I thought you might be interested in this case from the UK, of a child whose mother and doctors (but happily not his father) thinks he might be better off dead because he's visually impaired and paralysed. The dad has a video showing him playing with his toys and says he enjoys being read to. He's not brain damaged. His father is taking the hospital to court to stop them turning off his life support. (Here is a UK Press Association update; apparently he could breathe without the ventilator with a tracheostomy and go home, but even if he needed a vent, surely it wouldn't justify turning it off.)

FridaWrites said...

William, I read Erika's comment differently--she's saying the media does this, not her. The media indeed attacked Obama for what she wore for her individual White House portrait--the same has been done with quite a number of politicians and wives of politicians as a way of deflecting attention from their politics.

The comment about health food stores struck a chord--I'm not sure if it's the wealth, fitness-minded self-righteousness, belief in karma and health voodoo (unproven alternative med., not that which is). There's one place that seems better, but it's more like a tiny farmer's market.

On the electoral issue, I found out people I know think it doesn't affect enough people to matter--including family. I, however, believe that the right to vote is the most fundamental right of a democracy. Without our vote, well--I think a lot of people don't want the disabled or senior vote (more seniors are disabled).

william Peace said...

Doctor, Grossly unacceptable is the word I would use.
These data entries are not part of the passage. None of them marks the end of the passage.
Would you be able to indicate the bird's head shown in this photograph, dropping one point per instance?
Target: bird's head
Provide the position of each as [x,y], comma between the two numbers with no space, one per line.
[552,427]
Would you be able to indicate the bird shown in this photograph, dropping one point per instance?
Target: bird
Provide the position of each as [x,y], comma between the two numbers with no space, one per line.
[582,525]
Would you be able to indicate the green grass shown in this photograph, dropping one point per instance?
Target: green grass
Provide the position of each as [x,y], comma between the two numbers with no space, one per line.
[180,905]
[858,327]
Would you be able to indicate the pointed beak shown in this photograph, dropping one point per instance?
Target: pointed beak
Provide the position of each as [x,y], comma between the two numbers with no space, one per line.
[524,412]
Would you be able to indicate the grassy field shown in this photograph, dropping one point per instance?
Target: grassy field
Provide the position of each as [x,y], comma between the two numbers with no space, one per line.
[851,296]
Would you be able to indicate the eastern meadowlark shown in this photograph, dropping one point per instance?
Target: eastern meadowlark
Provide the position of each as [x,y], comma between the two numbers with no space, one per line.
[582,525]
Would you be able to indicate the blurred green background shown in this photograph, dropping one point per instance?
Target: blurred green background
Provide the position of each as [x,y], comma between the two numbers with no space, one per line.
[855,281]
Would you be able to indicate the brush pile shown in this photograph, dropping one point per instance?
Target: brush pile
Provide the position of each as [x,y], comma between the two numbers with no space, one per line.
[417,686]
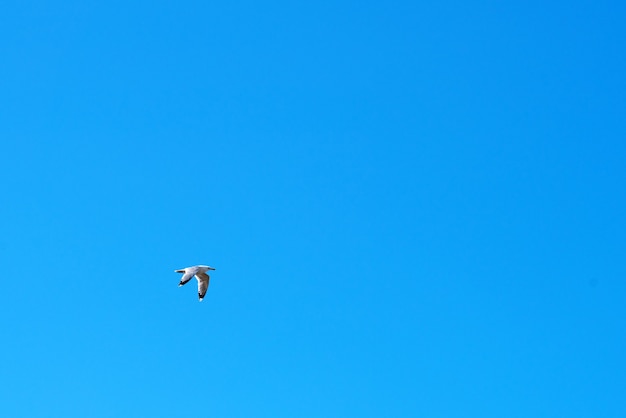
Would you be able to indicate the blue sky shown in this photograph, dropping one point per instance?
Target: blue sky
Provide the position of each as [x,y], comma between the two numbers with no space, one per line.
[415,209]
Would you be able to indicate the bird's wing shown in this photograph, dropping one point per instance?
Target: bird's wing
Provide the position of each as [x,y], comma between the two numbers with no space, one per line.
[186,277]
[203,284]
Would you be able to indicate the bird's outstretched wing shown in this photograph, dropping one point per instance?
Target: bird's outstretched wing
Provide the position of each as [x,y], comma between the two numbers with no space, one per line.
[186,277]
[203,284]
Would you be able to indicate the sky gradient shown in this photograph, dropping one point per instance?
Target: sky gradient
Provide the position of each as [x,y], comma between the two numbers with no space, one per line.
[415,209]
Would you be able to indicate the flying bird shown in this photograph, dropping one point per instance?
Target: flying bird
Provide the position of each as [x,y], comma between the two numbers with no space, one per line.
[201,276]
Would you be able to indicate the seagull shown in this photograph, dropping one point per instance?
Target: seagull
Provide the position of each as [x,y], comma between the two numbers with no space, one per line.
[201,276]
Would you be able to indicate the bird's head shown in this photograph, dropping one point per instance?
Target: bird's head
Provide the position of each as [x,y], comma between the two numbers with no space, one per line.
[207,267]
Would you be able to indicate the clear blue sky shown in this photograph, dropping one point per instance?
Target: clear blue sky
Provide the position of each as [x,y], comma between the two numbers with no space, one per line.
[415,209]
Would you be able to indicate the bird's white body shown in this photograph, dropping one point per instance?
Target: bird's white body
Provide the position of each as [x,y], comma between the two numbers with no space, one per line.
[201,275]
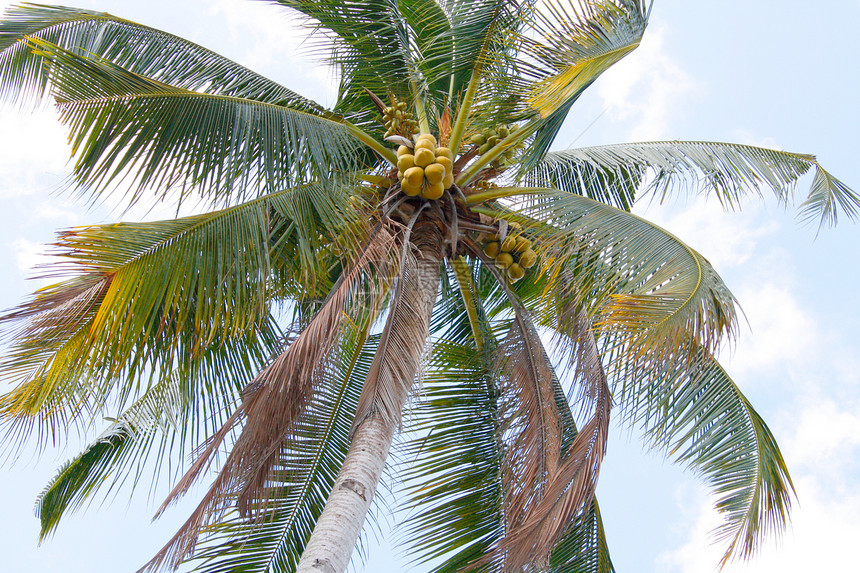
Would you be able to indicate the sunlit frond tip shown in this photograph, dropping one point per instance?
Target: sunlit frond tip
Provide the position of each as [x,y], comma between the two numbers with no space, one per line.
[576,42]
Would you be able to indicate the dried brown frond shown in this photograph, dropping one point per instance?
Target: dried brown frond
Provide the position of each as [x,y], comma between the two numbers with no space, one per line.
[570,489]
[406,330]
[273,402]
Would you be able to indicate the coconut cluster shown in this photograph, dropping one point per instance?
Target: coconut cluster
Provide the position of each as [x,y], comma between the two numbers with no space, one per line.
[513,255]
[491,137]
[398,121]
[425,170]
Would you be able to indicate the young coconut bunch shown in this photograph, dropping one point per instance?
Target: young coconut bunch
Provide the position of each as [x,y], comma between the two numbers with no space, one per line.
[401,252]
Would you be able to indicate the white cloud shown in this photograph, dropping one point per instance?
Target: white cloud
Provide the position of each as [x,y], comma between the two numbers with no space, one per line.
[646,88]
[784,334]
[274,40]
[29,255]
[823,453]
[726,239]
[32,145]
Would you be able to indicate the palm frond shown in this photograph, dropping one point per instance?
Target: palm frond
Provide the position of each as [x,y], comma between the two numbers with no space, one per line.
[546,507]
[275,401]
[431,32]
[454,484]
[160,424]
[731,171]
[403,338]
[563,50]
[129,129]
[369,42]
[700,417]
[153,297]
[137,48]
[641,283]
[576,43]
[304,474]
[481,32]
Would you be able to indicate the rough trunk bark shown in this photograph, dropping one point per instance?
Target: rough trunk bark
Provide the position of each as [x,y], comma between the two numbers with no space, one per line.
[334,537]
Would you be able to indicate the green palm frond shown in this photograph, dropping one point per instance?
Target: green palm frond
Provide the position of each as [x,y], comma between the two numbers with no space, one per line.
[274,402]
[699,415]
[131,130]
[156,296]
[306,472]
[139,49]
[454,486]
[482,34]
[431,30]
[565,49]
[167,420]
[574,44]
[369,42]
[731,171]
[639,282]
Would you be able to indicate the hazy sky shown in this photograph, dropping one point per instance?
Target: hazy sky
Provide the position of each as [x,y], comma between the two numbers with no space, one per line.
[782,74]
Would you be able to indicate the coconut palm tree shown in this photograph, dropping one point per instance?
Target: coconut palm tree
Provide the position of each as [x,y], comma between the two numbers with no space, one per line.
[420,228]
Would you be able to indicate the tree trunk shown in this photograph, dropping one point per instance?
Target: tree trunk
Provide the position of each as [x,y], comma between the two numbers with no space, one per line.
[336,532]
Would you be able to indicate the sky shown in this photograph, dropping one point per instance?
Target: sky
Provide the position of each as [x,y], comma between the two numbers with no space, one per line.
[775,73]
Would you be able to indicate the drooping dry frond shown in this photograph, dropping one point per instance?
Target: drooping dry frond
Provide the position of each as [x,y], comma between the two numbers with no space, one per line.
[274,401]
[403,339]
[544,510]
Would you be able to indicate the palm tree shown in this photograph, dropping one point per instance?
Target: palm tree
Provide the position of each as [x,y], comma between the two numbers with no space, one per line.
[420,226]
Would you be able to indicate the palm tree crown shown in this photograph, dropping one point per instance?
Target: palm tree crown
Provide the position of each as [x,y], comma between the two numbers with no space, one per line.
[420,228]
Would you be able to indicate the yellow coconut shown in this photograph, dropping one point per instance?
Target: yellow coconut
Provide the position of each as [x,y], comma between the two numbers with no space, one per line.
[492,249]
[442,160]
[515,272]
[433,191]
[523,244]
[445,152]
[509,243]
[434,173]
[504,260]
[415,176]
[528,259]
[424,157]
[409,189]
[404,162]
[426,137]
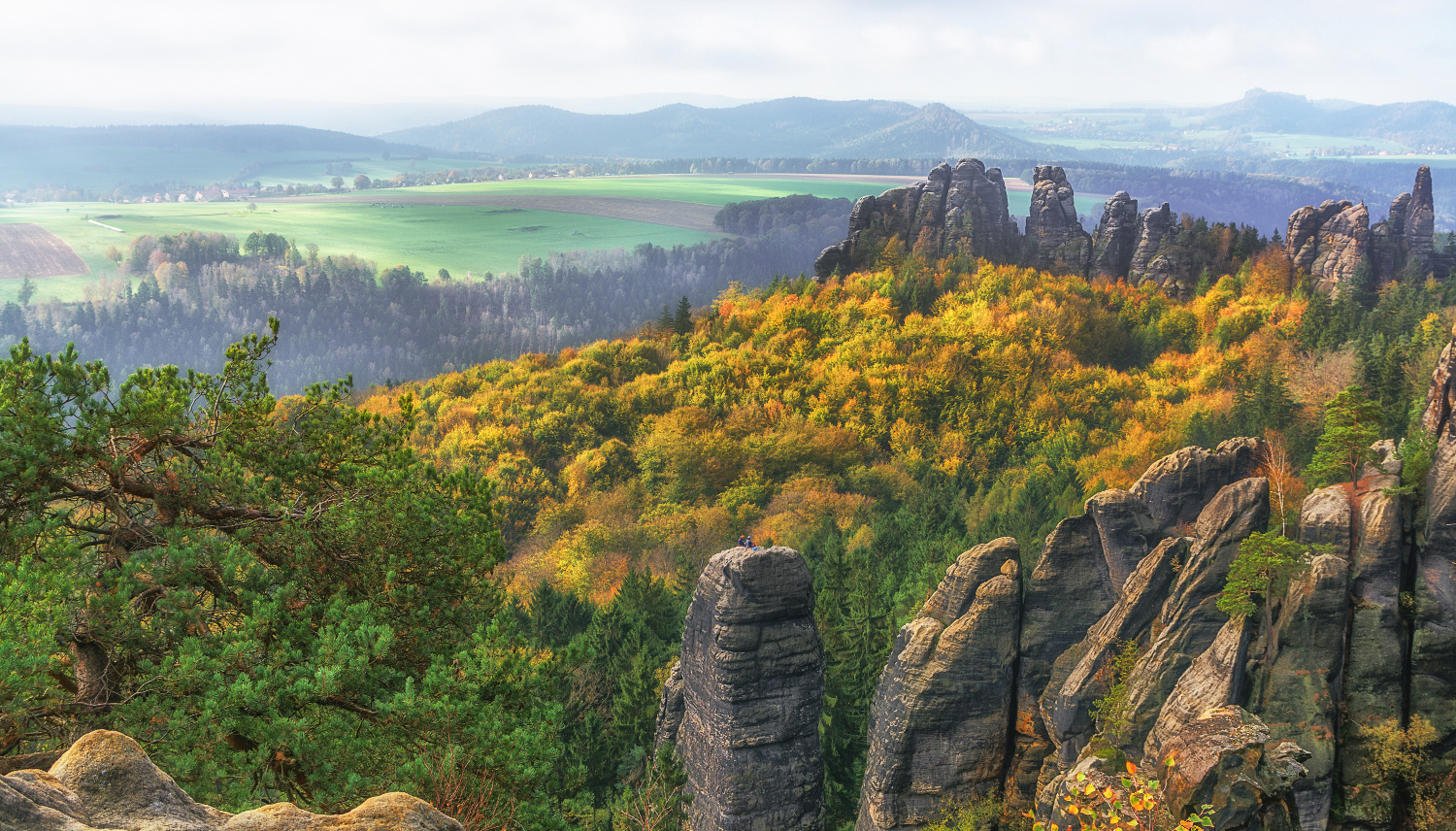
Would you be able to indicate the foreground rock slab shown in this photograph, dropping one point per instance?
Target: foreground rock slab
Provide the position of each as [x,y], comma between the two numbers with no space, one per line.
[107,783]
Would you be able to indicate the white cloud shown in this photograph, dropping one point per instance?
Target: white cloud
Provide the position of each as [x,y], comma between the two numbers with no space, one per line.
[182,54]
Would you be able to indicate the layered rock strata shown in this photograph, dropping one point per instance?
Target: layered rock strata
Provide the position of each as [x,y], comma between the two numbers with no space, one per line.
[1115,239]
[943,700]
[105,781]
[1056,239]
[751,691]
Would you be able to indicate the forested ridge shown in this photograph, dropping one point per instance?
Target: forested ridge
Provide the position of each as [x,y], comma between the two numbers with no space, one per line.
[546,516]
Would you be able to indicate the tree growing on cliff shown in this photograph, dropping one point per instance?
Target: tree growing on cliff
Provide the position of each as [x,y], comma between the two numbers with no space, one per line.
[274,597]
[1261,572]
[1351,425]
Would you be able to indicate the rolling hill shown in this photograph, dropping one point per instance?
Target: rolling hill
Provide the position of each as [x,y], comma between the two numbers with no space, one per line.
[789,127]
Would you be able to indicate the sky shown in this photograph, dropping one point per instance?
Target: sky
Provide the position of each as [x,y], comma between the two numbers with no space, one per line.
[424,60]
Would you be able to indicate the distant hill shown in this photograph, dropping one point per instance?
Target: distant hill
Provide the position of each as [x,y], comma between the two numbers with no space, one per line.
[1414,124]
[789,127]
[232,139]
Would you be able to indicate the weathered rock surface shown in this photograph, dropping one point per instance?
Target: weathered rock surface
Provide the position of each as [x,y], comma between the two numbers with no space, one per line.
[1190,620]
[753,688]
[1178,486]
[1153,258]
[1115,238]
[1086,557]
[940,717]
[1433,644]
[1056,241]
[1214,680]
[1342,245]
[955,210]
[105,781]
[1420,221]
[1229,761]
[1299,697]
[1079,677]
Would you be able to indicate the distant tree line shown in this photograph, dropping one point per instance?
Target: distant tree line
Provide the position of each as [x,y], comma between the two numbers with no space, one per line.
[343,316]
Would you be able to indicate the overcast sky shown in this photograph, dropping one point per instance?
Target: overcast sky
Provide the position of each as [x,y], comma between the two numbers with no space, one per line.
[268,55]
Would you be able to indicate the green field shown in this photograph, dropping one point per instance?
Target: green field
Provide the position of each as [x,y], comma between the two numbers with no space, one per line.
[427,238]
[684,188]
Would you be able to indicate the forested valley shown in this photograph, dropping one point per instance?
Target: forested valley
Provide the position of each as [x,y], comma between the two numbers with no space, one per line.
[472,585]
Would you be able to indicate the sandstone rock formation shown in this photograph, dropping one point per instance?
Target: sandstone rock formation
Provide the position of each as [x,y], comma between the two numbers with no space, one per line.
[1190,620]
[105,781]
[1115,238]
[958,209]
[943,700]
[1178,486]
[1226,760]
[1153,256]
[1433,644]
[1299,696]
[753,687]
[1056,241]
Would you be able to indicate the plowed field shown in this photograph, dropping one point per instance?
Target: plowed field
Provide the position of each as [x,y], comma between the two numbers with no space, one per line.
[28,249]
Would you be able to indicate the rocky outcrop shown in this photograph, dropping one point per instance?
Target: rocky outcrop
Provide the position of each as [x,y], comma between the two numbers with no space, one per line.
[753,685]
[1344,244]
[955,210]
[1152,256]
[1190,620]
[1213,680]
[1068,702]
[1228,760]
[1433,642]
[1299,696]
[943,700]
[1086,557]
[1115,239]
[1178,486]
[1420,221]
[105,781]
[1056,239]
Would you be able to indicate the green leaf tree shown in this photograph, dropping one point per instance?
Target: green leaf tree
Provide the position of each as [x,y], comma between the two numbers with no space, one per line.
[1351,425]
[1261,572]
[277,598]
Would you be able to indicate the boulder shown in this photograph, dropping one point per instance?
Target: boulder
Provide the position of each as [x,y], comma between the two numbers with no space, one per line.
[1190,620]
[753,687]
[1228,760]
[1056,239]
[105,781]
[1115,238]
[1178,486]
[938,726]
[1299,696]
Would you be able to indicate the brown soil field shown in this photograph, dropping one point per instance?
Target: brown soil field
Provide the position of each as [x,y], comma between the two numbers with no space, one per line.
[28,249]
[692,216]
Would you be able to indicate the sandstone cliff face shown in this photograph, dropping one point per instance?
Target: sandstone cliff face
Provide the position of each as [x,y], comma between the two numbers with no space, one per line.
[1056,241]
[943,699]
[1433,647]
[753,687]
[105,781]
[1115,239]
[955,210]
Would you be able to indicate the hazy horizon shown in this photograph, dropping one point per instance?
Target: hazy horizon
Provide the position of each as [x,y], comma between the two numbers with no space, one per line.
[373,66]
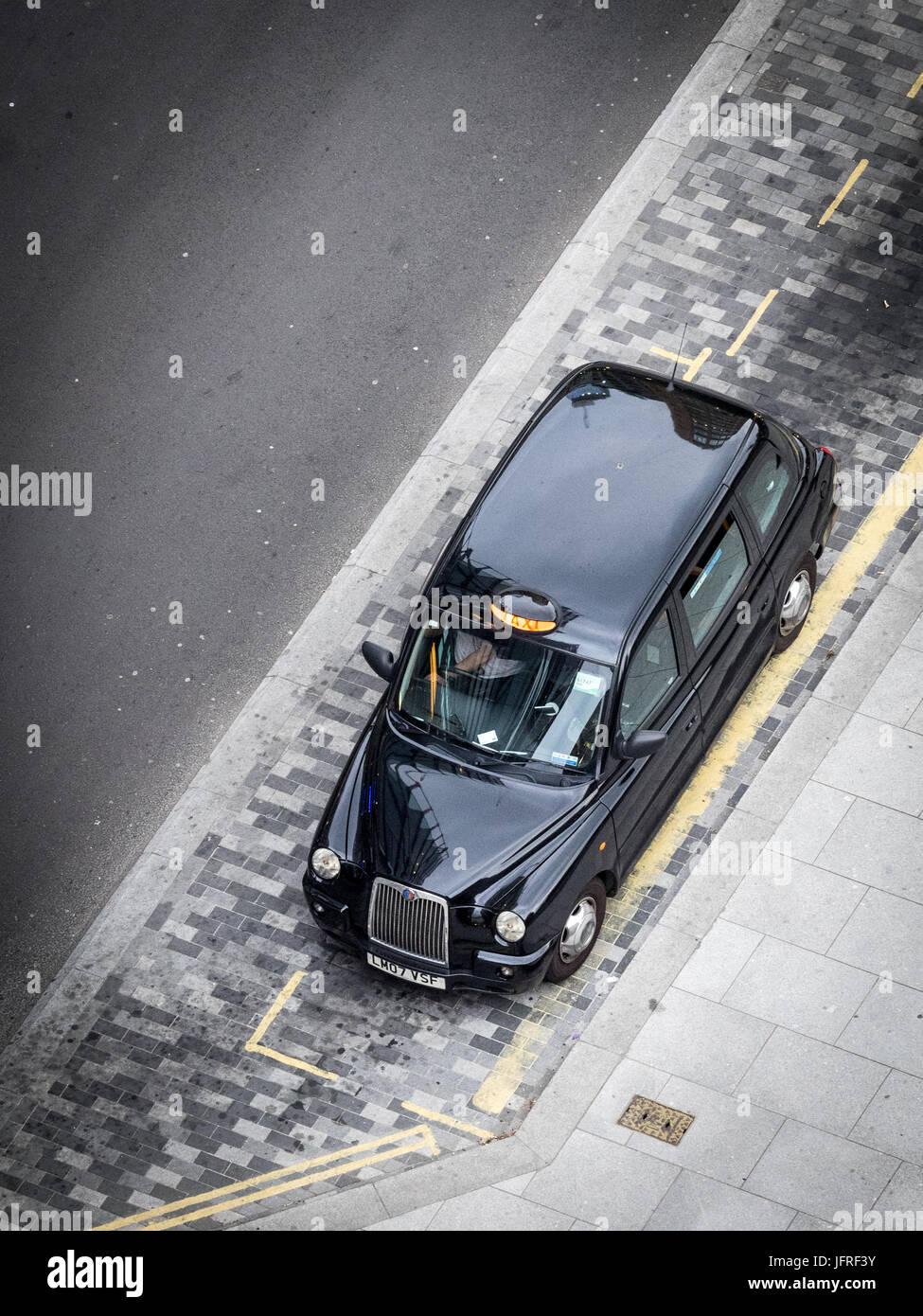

I state this because the right to vote is so fundamental to everything American's believe in. Substitute another minority group for disabled and you have front page and international news. Instead, people just go about their day and think, well, nothing of the inherent injustice.
Frida, I was just building on Erika's comments. The mainstream media makes me nuts. Vacuous is the word that comes to mind.

Places I avoid include health food stores, athletic gyms/health clubs, Church, and hospitals. Social interaction in these settings is profoundly negative.

Becs said...

To see what I saw at my polling place last night, see the fuzzy pic at

william Peace said...

Becs, Yes, that fuzzy photo captures the problem in one image. The placard for access is worthless. I saw an accessible voting booth for the first time. It was folded and covered up on wheels in a corner. I asked to use it and was told it was broken. Another person said it worked but they did not know how to operate it. A third person told me I had no need for the machine in their estimation because it was only for "really disabled people". No wonder I feel isolated, as though I am in exile in my own country.

Matthew Smith said...

Postal votes are an open window for abuse - you could have someone looking over your shoulder telling you who to vote for, and on some conservative websites there was a woman who openly stated that she got absentee ballots for all of the members of her family, and the father marked all of them (for the Constitution Party, I think). In the UK, there have been cases of Asian community elders obtaining people's postal votes and voting them for Labour, which is the traditional party of most of the Asian community; the young people could not be trusted to vote Labour because of discontent over post-2001 policies.

They are definitely no substitute for accessible polling stations.